Development of an Objective Autism Risk Index Using Remote Eye Tracking JOURNAL OF THE AMERICAN ACADEMY OF CHILD AND ADOLESCENT PSYCHIATRY Frazier, T. W., Klingemier, E. W., Beukemann, M., Speer, L., Markowitz, L., Parikh, S., Wexberg, S., Giuliano, K., Schulte, E., Delahunty, C., Ahuja, V., Eng, C., Manos, M. J., Hardan, A. Y., Youngstrom, E. A., Strauss, M. S. 2016; 55 (4): 301-309

Abstract

Abnormal eye gaze is a hallmark characteristic of autism spectrum disorder (ASD), and numerous studies have identified abnormal attention patterns in ASD. The primary aim of the present study was to create an objective, eye tracking-based autism risk index.In initial and replication studies, children were recruited after referral for comprehensive multidisciplinary evaluation of ASD and subsequently grouped by clinical consensus diagnosis (ASD n = 25/15, non-ASD n = 20/19 for initial/replication samples).

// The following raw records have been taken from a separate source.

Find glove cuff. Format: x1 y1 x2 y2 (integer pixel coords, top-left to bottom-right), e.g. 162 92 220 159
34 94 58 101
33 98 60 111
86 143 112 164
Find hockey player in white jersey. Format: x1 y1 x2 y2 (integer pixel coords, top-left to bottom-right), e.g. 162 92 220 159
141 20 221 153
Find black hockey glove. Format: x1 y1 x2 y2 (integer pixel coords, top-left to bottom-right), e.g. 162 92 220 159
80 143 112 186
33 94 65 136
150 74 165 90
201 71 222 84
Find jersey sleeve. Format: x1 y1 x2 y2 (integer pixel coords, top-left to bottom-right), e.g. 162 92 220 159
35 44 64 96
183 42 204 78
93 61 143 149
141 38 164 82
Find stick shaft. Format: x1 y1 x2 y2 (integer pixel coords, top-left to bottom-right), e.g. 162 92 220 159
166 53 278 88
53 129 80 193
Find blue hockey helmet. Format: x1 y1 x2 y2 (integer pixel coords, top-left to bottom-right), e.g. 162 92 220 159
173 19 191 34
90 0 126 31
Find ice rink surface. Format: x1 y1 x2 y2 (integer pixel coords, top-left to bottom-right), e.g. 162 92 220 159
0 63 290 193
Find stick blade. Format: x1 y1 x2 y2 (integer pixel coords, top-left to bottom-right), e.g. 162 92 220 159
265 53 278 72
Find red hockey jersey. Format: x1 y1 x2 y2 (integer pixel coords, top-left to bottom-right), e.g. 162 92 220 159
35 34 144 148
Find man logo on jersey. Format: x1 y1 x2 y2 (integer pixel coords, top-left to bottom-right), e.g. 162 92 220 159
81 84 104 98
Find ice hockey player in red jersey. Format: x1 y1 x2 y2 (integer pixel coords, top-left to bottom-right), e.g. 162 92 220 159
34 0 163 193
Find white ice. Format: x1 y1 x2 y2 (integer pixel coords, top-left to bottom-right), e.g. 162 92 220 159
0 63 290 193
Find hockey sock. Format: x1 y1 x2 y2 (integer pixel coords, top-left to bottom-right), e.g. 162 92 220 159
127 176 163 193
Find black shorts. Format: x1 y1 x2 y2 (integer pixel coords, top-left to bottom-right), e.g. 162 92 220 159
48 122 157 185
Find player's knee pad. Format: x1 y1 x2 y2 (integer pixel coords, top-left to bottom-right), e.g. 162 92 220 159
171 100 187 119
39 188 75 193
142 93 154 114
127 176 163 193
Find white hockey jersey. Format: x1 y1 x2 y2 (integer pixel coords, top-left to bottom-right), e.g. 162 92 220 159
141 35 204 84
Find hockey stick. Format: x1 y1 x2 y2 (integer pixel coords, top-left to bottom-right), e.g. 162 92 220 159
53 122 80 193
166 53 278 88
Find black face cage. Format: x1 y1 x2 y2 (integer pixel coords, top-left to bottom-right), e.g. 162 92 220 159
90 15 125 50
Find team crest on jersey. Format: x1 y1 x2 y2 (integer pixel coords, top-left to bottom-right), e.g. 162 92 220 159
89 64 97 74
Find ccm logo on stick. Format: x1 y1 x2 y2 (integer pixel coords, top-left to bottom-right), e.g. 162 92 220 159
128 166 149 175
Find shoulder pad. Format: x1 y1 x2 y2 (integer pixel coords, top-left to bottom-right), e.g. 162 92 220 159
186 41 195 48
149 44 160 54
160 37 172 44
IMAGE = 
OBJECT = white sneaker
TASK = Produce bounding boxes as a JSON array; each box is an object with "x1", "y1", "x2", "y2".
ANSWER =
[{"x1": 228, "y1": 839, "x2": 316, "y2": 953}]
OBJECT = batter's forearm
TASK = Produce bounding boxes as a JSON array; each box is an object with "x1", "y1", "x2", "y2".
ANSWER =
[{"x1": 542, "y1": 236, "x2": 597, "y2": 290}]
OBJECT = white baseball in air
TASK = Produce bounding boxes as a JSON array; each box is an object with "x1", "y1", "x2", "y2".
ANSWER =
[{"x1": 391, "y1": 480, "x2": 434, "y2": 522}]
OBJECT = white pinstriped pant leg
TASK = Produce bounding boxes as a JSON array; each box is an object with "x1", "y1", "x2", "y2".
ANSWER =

Remote eye tracking was blinded to diagnosis and included multiple stimuli. Dwell times were recorded to each a priori-defined region of interest (ROI) and averaged across ROIs to create an autism risk index. Receiver operating characteristic curve analyses examined classification accuracy. Correlations with clinical measures evaluated whether the autism risk index was associated with autism symptom severity independent of language ability.In both samples, the autism risk index had high diagnostic accuracy (area under the curve [AUC] = 0.91 and 0.85, 95% CIs = 0.81-0.98 and 0.71-0.96), was strongly associated with Autism Diagnostic Observation Schedule-Second Edition (ADOS-2) severity scores (r = 0.58 and 0.59, p < .001), and not significantly correlated with language ability (r =| -0.28|, p > .095).The autism risk index may be a useful quantitative and objective measure of risk for autism in at-risk settings. Future research in larger samples is needed to cross-validate these findings. If validated and scaled for clinical use, this measure could inform clinical judgment regarding ASD diagnosis and track symptom improvements.